Rimane da chiarire se il Cardinale rinunciatario dei diritti connessi allo status permanga in tale status o ne decada. Considerando la dignità in rapporto all’ufficio od uffici ad essa connessi, possiamo affermare con una certa sicurezza che esiste una qualificazione personale che, sulla scorta di alcune disposizioni legislative, può essere denominata come dignità cardinalizia. Questa qualificazione è il presupposto, talora necessario ed esclusivo, richiesto per assumere determinati incarichi od uffici nell’ambito dell’organizzazione ecclesiale. Ma proprio in quanto presupposto, conserva una sua autonomia rispetto alla titolarità di tali incarichi od uffici. Quest’ultimi sono spesso oggetto di specifiche disposizioni normative, di provvedimenti disciplinari e penali, che non incidono sulla qualificazione personale costituita dalla dignitas cardinalizia [14]. E dunque sarebbe valido un Conclave riunitosi in assenza di un Cardinale rinunciatario dei propri diritti, considerato che quello dell’elezione del Pontefice è un dovere hac ipsa de causa ed exclusive pertinet [15]? La risposta è affermativa. Infatti, pur nel contesto di una rafforzata garanzia, lo stesso art. 36 della Costituzione Universi Dominici Gregis prevede espressamente  che vi siano dei cardinali privati di tale diritto. Sulla base di quanto abbiamo precedentemente argomentato, la perdita del diritto elettorale non può che essere strettamente connessa dalla soppressione della dignità cardinalizia. In ordine a quest’ultima, si delineano quindi due vie, sulle quali occorre ora soffermarsi: la deposizione canonica operata dal Supremo Legislatore e la rinuncia.

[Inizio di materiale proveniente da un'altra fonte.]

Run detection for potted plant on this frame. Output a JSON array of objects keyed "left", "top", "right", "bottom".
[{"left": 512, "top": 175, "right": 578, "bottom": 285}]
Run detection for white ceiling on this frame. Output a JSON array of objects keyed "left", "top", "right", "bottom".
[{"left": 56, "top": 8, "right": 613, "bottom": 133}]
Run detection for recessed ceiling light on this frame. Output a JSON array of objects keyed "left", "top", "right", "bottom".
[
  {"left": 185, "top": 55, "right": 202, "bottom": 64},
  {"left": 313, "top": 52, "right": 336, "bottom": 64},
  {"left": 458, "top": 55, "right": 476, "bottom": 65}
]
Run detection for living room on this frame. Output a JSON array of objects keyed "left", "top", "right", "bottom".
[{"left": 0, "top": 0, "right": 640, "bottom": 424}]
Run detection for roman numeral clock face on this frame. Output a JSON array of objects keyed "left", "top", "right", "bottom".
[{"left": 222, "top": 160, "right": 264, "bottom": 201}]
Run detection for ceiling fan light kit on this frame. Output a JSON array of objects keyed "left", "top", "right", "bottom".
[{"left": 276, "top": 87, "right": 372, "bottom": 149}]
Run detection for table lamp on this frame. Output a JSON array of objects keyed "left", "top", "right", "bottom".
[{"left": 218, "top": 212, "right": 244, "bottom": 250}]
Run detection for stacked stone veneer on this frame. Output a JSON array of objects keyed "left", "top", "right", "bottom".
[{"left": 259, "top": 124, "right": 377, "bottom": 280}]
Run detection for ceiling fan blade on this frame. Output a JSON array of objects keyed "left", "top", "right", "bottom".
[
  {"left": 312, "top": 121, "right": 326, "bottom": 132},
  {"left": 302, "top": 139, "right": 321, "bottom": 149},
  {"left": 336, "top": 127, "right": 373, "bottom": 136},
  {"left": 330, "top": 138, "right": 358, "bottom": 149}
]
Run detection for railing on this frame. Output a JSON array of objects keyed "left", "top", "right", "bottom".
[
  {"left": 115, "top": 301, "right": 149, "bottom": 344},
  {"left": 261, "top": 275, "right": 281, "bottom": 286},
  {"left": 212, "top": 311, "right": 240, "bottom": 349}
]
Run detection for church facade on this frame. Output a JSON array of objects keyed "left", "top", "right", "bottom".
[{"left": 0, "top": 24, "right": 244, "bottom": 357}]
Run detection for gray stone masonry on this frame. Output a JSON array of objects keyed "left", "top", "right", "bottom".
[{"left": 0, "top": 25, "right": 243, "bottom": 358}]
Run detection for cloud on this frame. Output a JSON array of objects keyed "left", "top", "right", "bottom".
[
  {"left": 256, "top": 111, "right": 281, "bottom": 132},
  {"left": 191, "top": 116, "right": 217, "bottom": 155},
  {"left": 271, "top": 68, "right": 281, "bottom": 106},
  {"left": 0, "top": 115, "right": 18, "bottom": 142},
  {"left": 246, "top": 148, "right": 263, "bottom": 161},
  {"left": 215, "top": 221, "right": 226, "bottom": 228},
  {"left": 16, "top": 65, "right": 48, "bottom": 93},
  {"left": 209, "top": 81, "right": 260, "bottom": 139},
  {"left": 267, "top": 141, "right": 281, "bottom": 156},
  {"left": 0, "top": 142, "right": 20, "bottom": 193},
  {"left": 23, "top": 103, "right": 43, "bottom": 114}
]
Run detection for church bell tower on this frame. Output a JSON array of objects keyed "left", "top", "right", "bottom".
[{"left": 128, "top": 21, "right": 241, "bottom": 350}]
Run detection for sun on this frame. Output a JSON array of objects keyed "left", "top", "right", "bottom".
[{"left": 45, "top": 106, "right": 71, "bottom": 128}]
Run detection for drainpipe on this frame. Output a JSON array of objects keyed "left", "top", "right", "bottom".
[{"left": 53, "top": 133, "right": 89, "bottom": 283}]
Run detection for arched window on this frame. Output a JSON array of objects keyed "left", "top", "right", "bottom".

Per concludere, la dignità cardinalizia è conditio sine qua non per l’acquisizione di taluni uffici e l’esercizio degli obblighi e doveri previsti dal Codice di Diritto Canonico, ma non vale il contrario. Ovvero, la rinuncia all’esercizio di obblighi e doveri, o ai diritti connessi al Cardinalato, non implicano il decadimento della dignità che può essere, comunque, deposta dal Romano Pontefice o rinunciata dall’interessato. La dignitas cardinalizia conserva una propria autonomia rispetto agli uffici da essa dipendenti. Proprio in ragione di ciò sono validi tutti gli atti collegiali posti in essere in assenza del rinunciatario, ivi compreso il Conclave. Se così non fosse, ovvero se la dignitas fosse strettamente connessa all’ufficio o all’obbligo/dovere di elezione del Romano Pontefice dovrebbero considerarsi decaduti dalla dignità tutti i Cardinali ultraottantenni, che pure conservano la dignitas pur non esercitando l’obbligo connesso.

Prof. Cristian Lanni

[6] Facciamo qui riferimento al rito vigente dal 1991 al 2010.

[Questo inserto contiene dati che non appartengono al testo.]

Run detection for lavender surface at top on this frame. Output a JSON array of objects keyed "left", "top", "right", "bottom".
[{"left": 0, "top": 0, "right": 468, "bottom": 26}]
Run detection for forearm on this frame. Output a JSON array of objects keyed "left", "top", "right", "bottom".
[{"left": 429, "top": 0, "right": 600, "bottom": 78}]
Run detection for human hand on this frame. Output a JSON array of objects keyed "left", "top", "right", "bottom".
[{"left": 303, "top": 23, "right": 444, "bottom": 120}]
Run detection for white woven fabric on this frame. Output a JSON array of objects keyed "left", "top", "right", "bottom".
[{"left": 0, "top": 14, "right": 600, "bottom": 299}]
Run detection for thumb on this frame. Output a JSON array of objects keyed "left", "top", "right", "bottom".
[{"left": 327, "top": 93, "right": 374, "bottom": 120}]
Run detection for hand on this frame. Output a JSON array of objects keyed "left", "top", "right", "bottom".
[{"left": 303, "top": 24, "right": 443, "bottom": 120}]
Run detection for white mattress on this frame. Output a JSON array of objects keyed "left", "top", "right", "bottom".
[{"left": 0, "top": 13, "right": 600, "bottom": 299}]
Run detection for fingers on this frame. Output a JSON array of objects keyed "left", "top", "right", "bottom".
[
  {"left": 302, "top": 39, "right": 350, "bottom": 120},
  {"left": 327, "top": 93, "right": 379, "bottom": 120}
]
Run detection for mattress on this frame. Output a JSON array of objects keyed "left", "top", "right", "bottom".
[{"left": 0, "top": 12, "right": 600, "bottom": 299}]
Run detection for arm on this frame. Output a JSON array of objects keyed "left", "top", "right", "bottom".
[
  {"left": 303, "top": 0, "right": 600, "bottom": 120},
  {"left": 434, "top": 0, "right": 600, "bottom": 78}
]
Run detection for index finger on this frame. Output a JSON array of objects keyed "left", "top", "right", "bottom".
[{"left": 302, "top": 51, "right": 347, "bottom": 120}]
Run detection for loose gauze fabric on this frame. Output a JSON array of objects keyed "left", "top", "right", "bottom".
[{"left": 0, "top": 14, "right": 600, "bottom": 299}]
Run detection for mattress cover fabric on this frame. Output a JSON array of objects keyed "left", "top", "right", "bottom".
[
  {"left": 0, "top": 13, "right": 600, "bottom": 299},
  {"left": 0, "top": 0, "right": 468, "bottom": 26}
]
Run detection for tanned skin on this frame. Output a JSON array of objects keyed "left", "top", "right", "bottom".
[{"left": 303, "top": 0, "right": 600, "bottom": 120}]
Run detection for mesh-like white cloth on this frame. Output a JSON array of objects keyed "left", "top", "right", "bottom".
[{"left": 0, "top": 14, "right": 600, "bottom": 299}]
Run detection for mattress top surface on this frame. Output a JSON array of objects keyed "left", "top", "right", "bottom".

[7] Estratto della formula (tradotta dal latino) per l’imposizione della berretta rossa.

[8] cfr. Can. 237 §1.

[9] Con il Motu Proprio Sacrum Cardinalium Consilio.

[10] Ad oggi sono: il Patriarca di Antiochia dei Maroniti e il Patriarca di Baghdad dei Caldei.

[11] Pubblicato in Notitiae, 5(1969), 289-291.

[12] Mc. 10, 32-45.

[13] cfr. Cann. 349-359 C.J.C.

[14] A sostegno della nostra tesi, si veda P. Moneta, Alcune considerazioni sulla dignità cardinalizia, in Aa.Vv., in Raccolta di Studi in omaggio di Mons. J.I. Arrieta  in occasione del suo 70° compleanno, Roma 2021.

[15] cfr. Art. 36 Universi Dominici Gregis.